Des structures de la convention sur la diversité biologique sont réunies depuis le début de cette semaine à Genève pour préparer le terrain de la Conférence des Nations Unies sur la biodiversité (COP-15), qui devra avoir lieu à Kunming, en Chine, au plus tard cette année.
Il s’agit de deux organes subsidiaires et le groupe de travail à composition non limitée de la Conférence des Nations Unies sur la biodiversité pour l’élaboration du Cadre mondial de la biodiversité pour l'après-2020. Les discussions sont basées sur le premier projet de cadre post-2020 publié en juillet dernier, qui comprend une vision à long terme jusqu'en 2050 et une mission d'étape à moyen terme jusqu'en 2030, plus 4 objectifs et 21 cibles d'actions visant à la fois et les facteurs indirects de perte de biodiversité.
Le Wg2020-3 est la troisième réunion du Groupe de travail à composition non limitée sur le Cadre mondial de la biodiversité pour l'après-2020. Les discussions portent aussi sur l'action nécessaire pour atteindre la Vision 2050 de «Vivre en harmonie avec la nature», définir comment les performances seront suivies et rapportées, et finalement déterminer comment le succès sera défini. Rappelons ici les tâches qui attendent les différents organes.

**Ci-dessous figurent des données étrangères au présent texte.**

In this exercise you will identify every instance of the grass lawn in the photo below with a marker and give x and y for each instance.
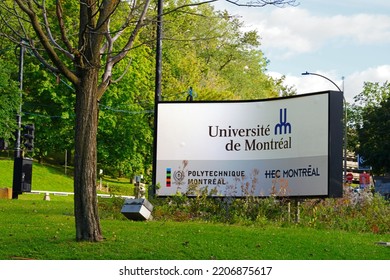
(32, 228)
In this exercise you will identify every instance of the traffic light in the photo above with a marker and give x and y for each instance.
(28, 135)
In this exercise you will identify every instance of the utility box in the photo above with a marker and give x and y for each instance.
(26, 175)
(22, 175)
(6, 193)
(137, 209)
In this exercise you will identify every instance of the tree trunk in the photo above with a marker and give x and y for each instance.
(85, 160)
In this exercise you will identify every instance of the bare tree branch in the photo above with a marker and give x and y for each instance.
(45, 41)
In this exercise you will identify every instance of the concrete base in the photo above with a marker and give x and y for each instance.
(137, 209)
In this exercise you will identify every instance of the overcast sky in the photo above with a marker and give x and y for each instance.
(334, 38)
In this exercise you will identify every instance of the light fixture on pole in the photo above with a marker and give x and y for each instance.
(345, 116)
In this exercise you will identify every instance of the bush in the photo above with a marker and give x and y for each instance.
(355, 211)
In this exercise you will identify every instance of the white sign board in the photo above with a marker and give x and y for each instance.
(269, 147)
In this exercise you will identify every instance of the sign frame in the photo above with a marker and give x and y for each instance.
(331, 186)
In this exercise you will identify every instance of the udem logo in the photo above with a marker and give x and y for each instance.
(283, 124)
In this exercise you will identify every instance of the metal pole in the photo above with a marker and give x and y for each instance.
(16, 184)
(157, 95)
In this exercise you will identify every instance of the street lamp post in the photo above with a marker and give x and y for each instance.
(345, 117)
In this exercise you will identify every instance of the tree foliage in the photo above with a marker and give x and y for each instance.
(9, 99)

Le Sbstta-24 est l’organe subsidiaire chargé de fournir des avis scientifiques, techniques et technologiques pour faire avancer les discussions sur une approche de suivi du cadre pour l'après-2020. Cela comprend la biodiversité marine et côtière, la biodiversité et l'agriculture, la biodiversité et la santé, et les espèces exotiques envahissantes et d'autres questions comme le programme de travail du la Plateforme intergouvernementale scientifique et politique sur la biodiversité et les services écosystémiques.

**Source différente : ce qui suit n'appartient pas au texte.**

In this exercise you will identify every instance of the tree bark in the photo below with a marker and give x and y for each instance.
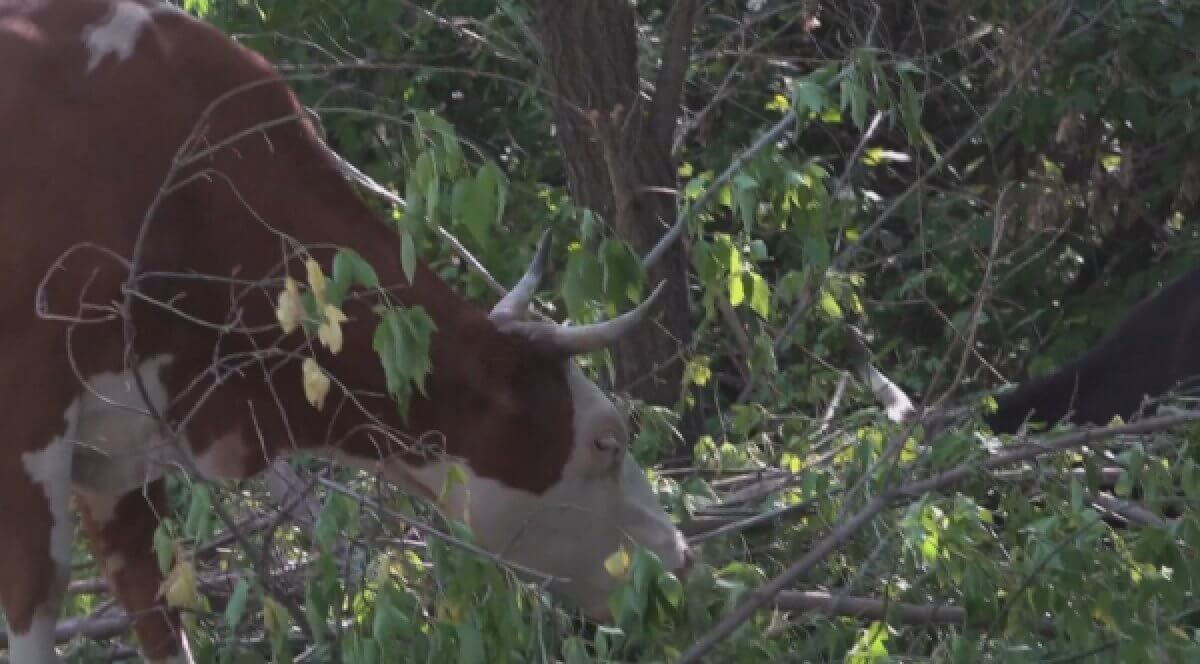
(617, 154)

Quant à l’organe subsidiaire chargé de l’application (Sbi-3), il devra achever ses travaux sur les principales contributions au cadre post-2020 et établir une base pour son adoption et sa mise en œuvre par la suite lors de la reprise de la COP-15. Aussi son ordre du jour comprend la garantie que le cadre mobilise et augmente le financement pour la biodiversité, aligne mieux les investissements sur les besoins de la nature et des personnes et faciliter la divulgation des risques et impacts pour la nature.

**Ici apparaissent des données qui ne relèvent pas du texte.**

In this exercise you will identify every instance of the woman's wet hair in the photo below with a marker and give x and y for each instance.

Des plans seront également avancés pour améliore la sensibilisation et la sensibilisation du public pour soutenir l'action en faveur de la biodiversité et assurer le cadre soutient pleinement l'approche fondée sur les droits et respecte l'égalité des sexes et l'égalité d'accès pour femmes au leadership. Cet organe poursuit également ses travaux sur la mise en œuvre des autres instruments de la Convention comme le Protocole de Carthagène sur la prévention des risques biotechnologiques, le Protocole de Nagoya sur l'accès et le partage des avantages et le Groupe de travail sur l'article 8 j) et les dispositions connexes relatives aux savoirs traditionnels. "Le monde est clairement désireux d'une action urgente pour protéger la nature", a déclaré Elizabeth Maruma Mrema, la Secrétaire exécutive de la Convention sur la diversité biologique, « Et nous n'avons pas de temps à perdre ».